There were 750 households, out of which 20.5% had children under the age of 18 living with them, 49.7% were married couples living together, 9.5% had a female householder with no husband present, and 38.7% were non-families. 31.5% of all households were made up of individuals, and 18.0% had someone living alone who was 65 years of age or older. The average household size was 2.24 and the average family size was 2.82.

In the CDP, the population was spread out, with 19.4% under the age of 18, 4.9% from 18 to 24, 21.9% from 25 to 44, 26.6% from 45 to 64, and 27.2% who were 65 years of age or older. The median age was 48 years. For every 100 females, there were 85.9 males. For every 100 females age 18 and over, there were 85.6 males.
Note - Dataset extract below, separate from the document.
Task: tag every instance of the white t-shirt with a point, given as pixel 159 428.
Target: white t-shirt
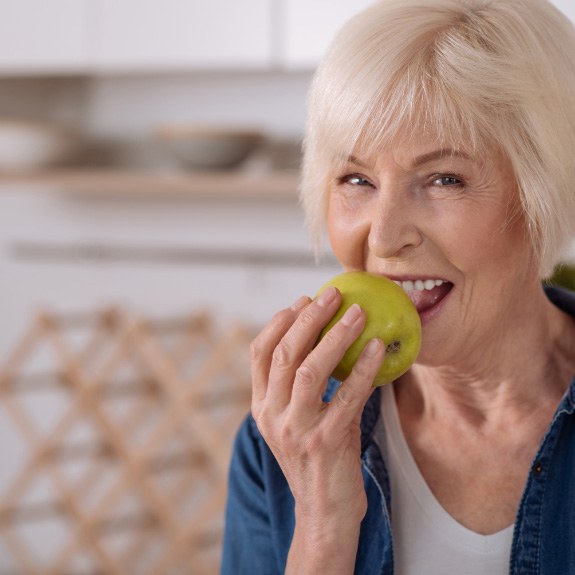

The median income for a household in the CDP was $44,063, and the median income for a family was $56,364. Males had a median income of $47,500 versus $28,375 for females. The per capita income for the CDP was $26,322. About 3.2% of families and 5.7% of the population were below the poverty line, including 6.9% of those under age 18 and 9.6% of those age 65 or over.
==Education==
Greenport Union Free School District covers the entire census-designated place.